A Porto Tolle le morti causate dalla centrale Enel sono sottostimate

Comunicato stampa - 11 novembre, 2013
Si svolge oggi a Rovigo il processo che vede ENEL imputata per le emissioni della centrale a olio combustibile di Porte Tolle, emissioni sempre in deroga ambientale.

In merito alle critiche mosse al rapporto effettuato dall'Istituto olandese indipendente SOMO, Greenpeace risponde: “Il rapporto non fa che applicare al parco termoelettrico di Enel, con
particolare riferimento al carbone, la metodologia dell'Agenzia Europea Ambiente con l'obiettivo di valutare l'ordine di grandezza della mortalità associata alle emissioni inquinanti. Si tratta certo
di una metodologia semplificata, che dunque è soggetta a incertezze e a tutti gli effetti fornisce una evidente sottostima delle morti in eccesso dovute alle emissioni degli impianti”, afferma Giuseppe Onufrio, direttore esecutivo di Greenpeace Italia.

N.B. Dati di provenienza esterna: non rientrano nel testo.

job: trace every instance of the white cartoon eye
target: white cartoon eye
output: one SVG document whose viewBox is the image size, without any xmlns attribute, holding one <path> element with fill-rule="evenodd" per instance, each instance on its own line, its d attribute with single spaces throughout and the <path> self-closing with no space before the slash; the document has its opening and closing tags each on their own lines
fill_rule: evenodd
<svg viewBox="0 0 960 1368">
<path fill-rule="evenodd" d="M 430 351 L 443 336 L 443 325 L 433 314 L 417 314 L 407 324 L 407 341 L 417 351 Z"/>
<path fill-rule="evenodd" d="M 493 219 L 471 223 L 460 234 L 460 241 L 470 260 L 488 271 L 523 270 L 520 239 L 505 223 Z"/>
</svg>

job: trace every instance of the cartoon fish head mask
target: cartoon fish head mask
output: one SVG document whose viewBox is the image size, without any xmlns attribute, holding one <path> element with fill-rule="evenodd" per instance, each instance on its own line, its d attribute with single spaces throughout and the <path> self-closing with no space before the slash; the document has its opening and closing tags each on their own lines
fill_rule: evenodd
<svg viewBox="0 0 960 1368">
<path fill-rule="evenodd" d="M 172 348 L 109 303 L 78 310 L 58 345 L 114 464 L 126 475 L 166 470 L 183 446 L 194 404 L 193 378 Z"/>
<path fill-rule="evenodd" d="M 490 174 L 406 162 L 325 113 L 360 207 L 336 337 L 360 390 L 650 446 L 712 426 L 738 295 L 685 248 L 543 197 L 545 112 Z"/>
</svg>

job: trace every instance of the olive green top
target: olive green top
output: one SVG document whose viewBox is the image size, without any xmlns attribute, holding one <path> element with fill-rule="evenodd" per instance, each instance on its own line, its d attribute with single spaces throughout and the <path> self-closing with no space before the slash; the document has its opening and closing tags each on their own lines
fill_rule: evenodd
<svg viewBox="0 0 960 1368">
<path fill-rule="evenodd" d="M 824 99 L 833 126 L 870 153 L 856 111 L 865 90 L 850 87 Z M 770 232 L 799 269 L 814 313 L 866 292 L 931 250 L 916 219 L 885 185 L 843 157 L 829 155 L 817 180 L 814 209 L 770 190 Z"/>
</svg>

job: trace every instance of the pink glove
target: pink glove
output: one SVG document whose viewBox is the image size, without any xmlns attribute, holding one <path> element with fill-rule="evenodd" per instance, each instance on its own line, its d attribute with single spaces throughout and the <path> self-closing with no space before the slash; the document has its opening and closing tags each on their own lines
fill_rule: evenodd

Greenpeace ha chiesto al dottor Roberto Bertollini, rappresentante dell'OMS (Organizzazione Mondiale della Sanità) presso l'Unione Europea, un giudizio sulla metodologia e, nel confermare che si tratta di una valutazione dell'ordine di grandezza degli impatti l'esperto ha aggiunto che "tuttavia SOMO ha usato stime conservative sui parametri principali e questo conferisce ai risultati dello studio una maggiore validità. In gergo, si usa definire questa strategia "at least approach". In altre parole l'impatto descritto è quello "minimo" che si può attribuire all'esposizione derivante dalle centrali a carbone".

Va ricordato, peraltro, che le stime della mortalità sono riferite agli effetti di soli due inquinanti: il PM2.5 (per esposizione cronica) e l'ozono (per esposizione acuta).

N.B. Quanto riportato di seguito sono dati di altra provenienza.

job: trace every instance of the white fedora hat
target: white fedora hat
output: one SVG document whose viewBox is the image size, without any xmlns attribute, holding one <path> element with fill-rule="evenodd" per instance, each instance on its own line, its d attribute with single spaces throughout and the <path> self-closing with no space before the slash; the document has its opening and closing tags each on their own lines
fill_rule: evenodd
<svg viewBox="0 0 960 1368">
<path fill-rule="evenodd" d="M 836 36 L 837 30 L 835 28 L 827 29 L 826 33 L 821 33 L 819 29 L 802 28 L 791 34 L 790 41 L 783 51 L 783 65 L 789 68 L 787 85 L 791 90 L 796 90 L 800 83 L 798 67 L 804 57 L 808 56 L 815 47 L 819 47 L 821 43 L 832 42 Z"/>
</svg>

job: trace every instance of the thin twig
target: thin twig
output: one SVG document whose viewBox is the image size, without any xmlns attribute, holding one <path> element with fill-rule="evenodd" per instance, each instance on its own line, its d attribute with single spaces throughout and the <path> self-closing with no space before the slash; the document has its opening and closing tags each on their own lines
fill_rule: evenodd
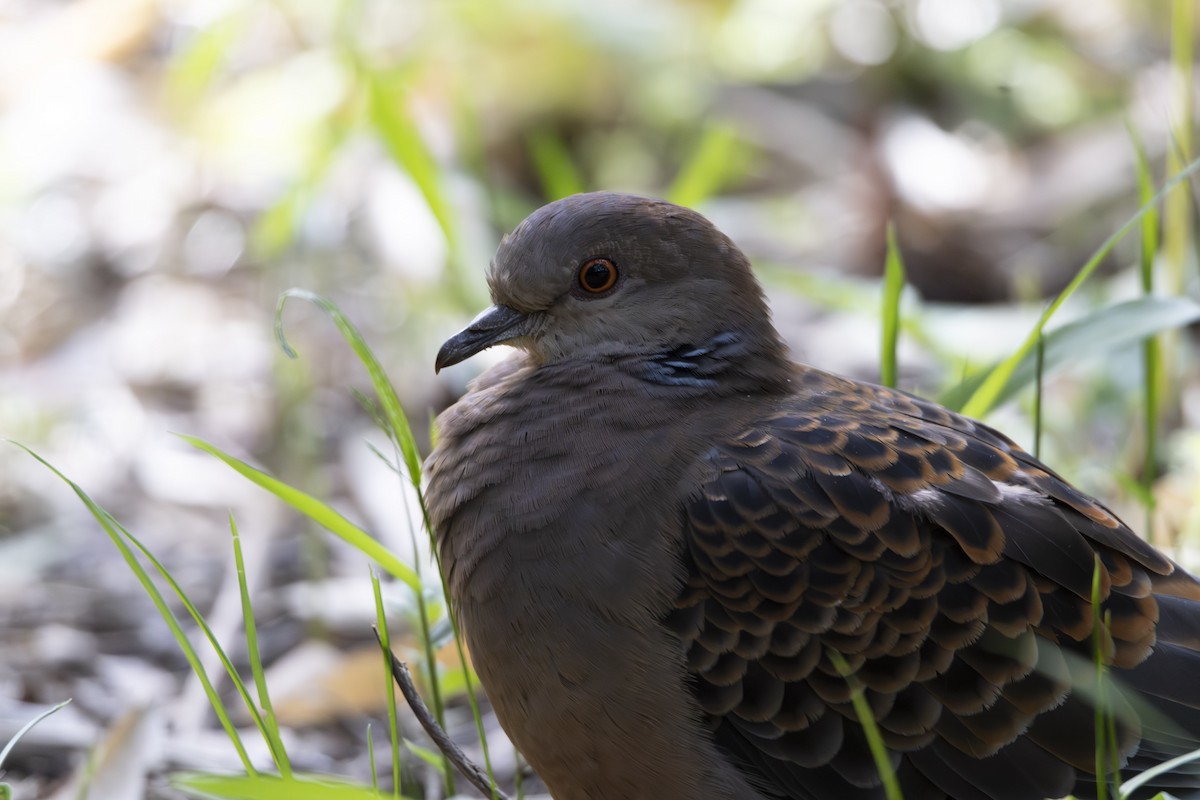
<svg viewBox="0 0 1200 800">
<path fill-rule="evenodd" d="M 379 631 L 375 631 L 375 638 L 379 638 Z M 380 647 L 383 642 L 380 642 Z M 400 693 L 404 695 L 408 707 L 412 709 L 413 714 L 417 717 L 417 722 L 421 723 L 421 727 L 425 729 L 425 733 L 429 734 L 429 738 L 437 745 L 437 748 L 445 754 L 446 758 L 450 759 L 459 772 L 463 774 L 471 785 L 483 793 L 485 797 L 495 797 L 499 800 L 510 800 L 509 796 L 504 792 L 495 788 L 488 781 L 487 773 L 479 766 L 467 758 L 467 754 L 462 751 L 462 748 L 451 741 L 449 734 L 438 725 L 437 720 L 433 718 L 429 707 L 425 705 L 425 701 L 421 699 L 421 695 L 417 693 L 417 687 L 413 684 L 412 673 L 408 671 L 408 665 L 400 659 L 396 658 L 396 654 L 389 652 L 388 657 L 392 661 L 392 678 L 396 681 L 396 685 L 400 687 Z"/>
</svg>

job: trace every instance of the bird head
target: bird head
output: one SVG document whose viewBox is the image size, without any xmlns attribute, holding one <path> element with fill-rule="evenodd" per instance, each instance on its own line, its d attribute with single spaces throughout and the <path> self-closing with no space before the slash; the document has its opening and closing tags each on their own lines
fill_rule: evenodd
<svg viewBox="0 0 1200 800">
<path fill-rule="evenodd" d="M 509 344 L 539 363 L 659 353 L 736 331 L 777 344 L 746 257 L 696 212 L 609 192 L 543 206 L 488 269 L 494 305 L 436 367 Z"/>
</svg>

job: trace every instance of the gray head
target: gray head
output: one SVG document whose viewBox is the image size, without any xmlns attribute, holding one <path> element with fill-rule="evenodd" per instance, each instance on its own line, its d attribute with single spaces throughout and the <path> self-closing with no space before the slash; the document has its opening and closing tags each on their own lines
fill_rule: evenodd
<svg viewBox="0 0 1200 800">
<path fill-rule="evenodd" d="M 540 363 L 650 355 L 736 333 L 780 351 L 762 290 L 737 246 L 696 212 L 595 192 L 543 206 L 500 243 L 494 306 L 438 353 L 438 369 L 494 344 Z"/>
</svg>

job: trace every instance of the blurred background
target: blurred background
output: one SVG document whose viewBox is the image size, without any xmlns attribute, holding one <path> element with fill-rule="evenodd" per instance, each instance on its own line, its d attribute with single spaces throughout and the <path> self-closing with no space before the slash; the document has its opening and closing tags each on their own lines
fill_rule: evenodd
<svg viewBox="0 0 1200 800">
<path fill-rule="evenodd" d="M 937 397 L 1015 350 L 1130 220 L 1135 141 L 1159 185 L 1192 158 L 1196 25 L 1189 0 L 0 0 L 0 437 L 141 537 L 240 654 L 232 512 L 293 760 L 369 782 L 366 723 L 381 748 L 386 726 L 366 560 L 172 435 L 430 571 L 371 450 L 361 365 L 295 300 L 288 359 L 281 292 L 360 326 L 427 448 L 432 415 L 503 354 L 440 376 L 433 356 L 487 304 L 499 237 L 547 200 L 698 208 L 756 263 L 796 357 L 869 380 L 890 222 L 900 385 Z M 1193 194 L 1150 229 L 1162 293 L 1200 294 Z M 1053 324 L 1142 291 L 1136 233 Z M 1152 474 L 1139 347 L 1048 376 L 1041 450 L 1194 566 L 1195 337 L 1164 353 Z M 989 421 L 1031 447 L 1032 402 Z M 17 797 L 180 797 L 176 770 L 239 768 L 111 542 L 11 444 L 0 575 L 0 743 L 74 698 L 5 763 Z M 403 652 L 412 599 L 388 602 Z M 406 791 L 437 796 L 413 762 Z"/>
</svg>

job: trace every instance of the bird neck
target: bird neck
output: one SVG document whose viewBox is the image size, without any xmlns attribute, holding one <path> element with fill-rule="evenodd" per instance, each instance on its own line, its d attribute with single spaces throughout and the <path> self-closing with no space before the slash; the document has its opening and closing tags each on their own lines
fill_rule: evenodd
<svg viewBox="0 0 1200 800">
<path fill-rule="evenodd" d="M 630 364 L 638 378 L 658 386 L 730 393 L 782 390 L 791 364 L 773 329 L 721 331 L 680 344 Z"/>
</svg>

Le informazioni sulle vicende processuali di Greenpeace diffuse dal sedicente Comitato dei lavoratori sono false e basterebbe consultare le sentenze, che sono atti pubblici, per verificarlo. Gli attivisti di Greenpeace sono stati assolti sul piano penale per l'azione di Porto Tolle del 2006 e sul merito delle campagne il Tribunale di Milano ha ribadito quanto già affermato dal Tribunale civile di Roma, e cioè che le nostre informazioni sulla mortalità prematura dovuta alla combustione del carbone sono scientificamente fondate.

È dello scorso luglio, infine, un'indagine giornalistica, basata su atti processuali e mai smentita da Enel, che dimostra come l'azienda manovri i propri lavoratori organizzandoli in comitati che essa stessa mobilita contro Greenpeace. Attendiamo che i sindacati prendano posizione nel merito.